The other property belonging to an elderly couple without children devolved upon the husband.  The former wife had been an acquaintance of a female friend who regularly visited. Prior to the wife's death, she and her husband had made similar Wills in which they left their respective estates first to one another, then upon the death of the survivor of them, to their respective relatives. Not long after the wife's death, the husband fell ill and was temporarily hospitalized.  While still in hospital he communicated with me regarding proposed changes to his Will - effectively leaving his estate to his former wife's friend and her husband. Naturally the circumstances of this amendment - and the scratchy handwritten proposed details of which (seemingly composed at the hospital) at my request were shared with me later when the husband was discharged from hospital - made me nervous. I recommended that the alteration be put on hold until the husband fully recovered.  The matter never resurfaced and when he died his estate was divided in accordance with his current (original) Will. This was my introduction to what thereafter in my career evolved repeatedly as a duty to examine critically the interest of others in estate administrations; and to preserve from the outset at least unquestionable bona fides not only for the benefit of the testator but also for the protection of the intended or expectant beneficiaries. In an atmosphere of widening litigation it is no longer sufficient to escape liability or to expect performance based solely upon accomplishment of the initial campaign.
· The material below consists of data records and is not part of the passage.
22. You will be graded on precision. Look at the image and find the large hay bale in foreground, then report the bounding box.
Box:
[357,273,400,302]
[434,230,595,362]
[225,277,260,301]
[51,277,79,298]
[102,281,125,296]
Whether the characterization persists to this day I do not know for certain, but at the time many years ago the Village of Blakeney was considered a bit along the line of hippieish. One of the inhabitants was a former resident of Ottawa where I believe she was employed by the federal government.  She moved to the Village of Blakeney and maintained a small but comfortable home there. One Sunday afternoon she had a tea party which ended being primarily booze. The camaraderie was notable.  I recall that the late Raymond A. Jamieson, QC had commented favourably regarding the Village of Rosebank (he clung to the original name) and shared with me the popular singular view of the community.  There were several other distinctive personalities in the Village, including a same-sex female couple and a curmudgeonly local merchant. I became so entwined with one young family there that it astounded me in later life that I had the foresight to refuse to represent them when they later sold and moved to an entirely different jurisdiction.  When one so patently enjoys the confidence of others it is difficult to acknowledge the prudence of directing them to employ another individual (in the new area) who is better positioned to advise them. Having lately spoken to some of my former clients I am discovering that the current inclination of the younger legal professionals is to avoid categorically any attempt at either representing more than one party in the same transaction or pretending to have the capacity to deal with unfamiliar environments. While it may seem cumbersome to the client it seldom works to their disadvantage, either financially or professionally.

A couple whom I met late in their lives - when they were both on their second marriages and no longer inhibited by children - did me the favour of following my advice to avoid a proposed real estate transaction and opted instead to pursue another (along Martin Street North) which ended being a very good investment for them. Likewise many years earlier the area nearby the Village of Blakeney had become the fortuitous home of a different couple who with my encouragement abandoned a money-pit disaster of a commercial enterprise in Almonte.

It appears that my unwitting jaunt today along the old railway track was a trip down memory lane! As one who is captivated by story-telling generally, it assuages my sensitivities to rekindle these recollections. It oddly affords a legitimacy which at times escapes me after a lifetime of experiences. I certainly can't pretend to have been pervasively alive to all that transpired in or around my particular orbit but reminiscing about these small details is heartening, buoying the human spirit, narrowing the focus upon the things that matter in the end.